I’m not really big on all the conceptual stuff of painting, not that it’s not there in my work and probably more apparent to others, it’s just not what I like to consciously focus on. However, since I have been painting and drawing intensely and in earnest for the past few years, I have come to this one idea I want to explore more.
Since my paintings are developed from photographs or from on-site sketches using a photograph for reference I spend a lot of time comparing drawing and painting to photographs. Mostly I just think about how a photograph, mine specifically, tends to flatten the view terribly. I have also been exploring this other line of thinking about how to capture a what I see in full, something more than just a panorama. Then add in my most successful forays into collage along with a technique of “stitching” together a picture with a combination of on-site sketches and photographs I have employed once or twice before and viola! Here I am!

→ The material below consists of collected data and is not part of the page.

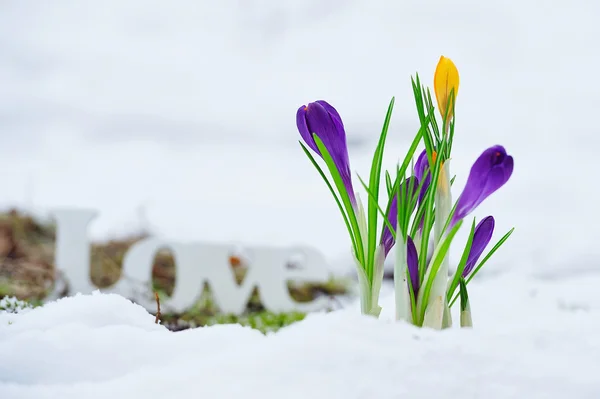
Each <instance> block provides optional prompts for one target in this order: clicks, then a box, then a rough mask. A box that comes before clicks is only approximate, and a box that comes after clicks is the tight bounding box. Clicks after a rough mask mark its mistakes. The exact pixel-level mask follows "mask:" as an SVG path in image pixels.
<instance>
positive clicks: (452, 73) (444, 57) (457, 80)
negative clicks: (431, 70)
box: [433, 55, 460, 120]
mask: <svg viewBox="0 0 600 399" xmlns="http://www.w3.org/2000/svg"><path fill="white" fill-rule="evenodd" d="M459 83H460V78H459V76H458V69H456V65H454V63H453V62H452V60H451V59H450V58H446V57H444V56H443V55H442V56H441V57H440V60H439V62H438V65H437V67H436V69H435V74H434V77H433V88H434V91H435V98H436V99H437V103H438V110H439V111H440V115H441V116H442V118H444V117H445V116H446V109H447V108H448V107H450V108H449V109H448V118H447V120H450V119H452V108H453V104H452V103H451V102H450V94H451V92H452V90H454V101H456V97H457V96H458V86H459Z"/></svg>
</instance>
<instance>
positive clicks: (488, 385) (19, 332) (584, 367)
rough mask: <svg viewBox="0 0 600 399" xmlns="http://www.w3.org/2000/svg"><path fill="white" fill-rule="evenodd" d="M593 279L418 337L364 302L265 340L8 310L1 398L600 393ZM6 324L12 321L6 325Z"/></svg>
mask: <svg viewBox="0 0 600 399" xmlns="http://www.w3.org/2000/svg"><path fill="white" fill-rule="evenodd" d="M598 284H600V278H599V277H597V276H596V277H593V278H590V279H587V280H583V279H568V280H566V281H563V282H561V283H557V282H554V281H546V282H540V281H536V282H534V281H529V280H525V279H520V278H519V276H514V275H509V274H507V275H505V276H501V277H498V278H495V279H491V280H488V281H483V282H479V283H474V284H473V285H472V288H471V299H472V302H473V307H472V311H473V315H474V323H475V328H474V329H459V328H455V329H452V330H445V331H442V332H438V331H433V330H429V329H417V328H415V327H413V326H410V325H408V324H404V323H398V322H395V321H392V314H393V305H392V304H393V298H392V297H389V296H386V297H384V298H383V300H382V304H383V305H384V310H383V314H382V317H381V318H380V319H379V320H377V319H374V318H371V317H367V316H361V315H360V314H359V312H358V306H351V307H349V308H346V309H343V310H339V311H335V312H333V313H329V314H325V313H316V314H311V315H309V316H308V317H307V318H306V319H305V320H303V321H301V322H298V323H296V324H293V325H291V326H289V327H286V328H284V329H282V330H280V331H279V332H277V333H272V334H269V335H267V336H264V335H262V334H261V333H259V332H258V331H256V330H252V329H250V328H245V327H241V326H239V325H221V326H213V327H208V328H197V329H193V330H185V331H182V332H170V331H168V330H166V329H165V328H164V327H163V326H160V325H157V324H154V317H153V316H152V315H150V314H148V313H147V312H146V311H145V310H144V309H143V308H141V307H139V306H138V305H135V304H133V303H131V302H129V301H128V300H126V299H124V298H122V297H120V296H117V295H114V294H109V295H107V294H97V293H96V294H93V295H88V296H82V295H79V296H75V297H71V298H67V299H62V300H59V301H58V302H53V303H50V304H47V305H46V306H44V307H42V308H36V309H34V310H31V311H28V312H25V313H19V314H0V359H2V362H0V397H1V398H3V399H33V398H36V399H45V398H48V399H50V398H62V399H83V398H86V399H94V398H107V397H110V398H114V399H119V398H123V399H128V398H147V399H152V398H157V399H158V398H165V397H169V398H184V397H190V396H196V395H198V396H202V397H204V398H241V397H256V398H306V397H312V398H315V399H317V398H323V399H329V398H343V399H352V398H373V397H376V398H415V399H416V398H432V397H435V398H439V399H446V398H448V399H452V398H458V397H460V398H464V399H470V398H486V399H499V398H532V399H535V398H566V397H572V398H578V399H585V398H590V399H595V398H598V397H600V379H599V378H598V375H599V373H600V361H599V360H598V359H600V336H599V335H598V333H597V332H598V329H599V328H600V299H598V295H597V293H596V292H597V287H598ZM9 322H10V324H9Z"/></svg>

What I like about this is combining multiple perspectives but from one stationary location. Changing the view multiple times so that the horizon, the foreground and points in between are simultaneously in focus. Then figuring out how to blur the parts that don’t need to be in so much focus but are still defined enough that they work peripherally. This is how I tend to take in a scene anyway – constantly scanning, focusing, re-scanning, and re-focusing.
It seems to work, at least I have gotten many favorable comments. I’ll keep at it and see where it takes me.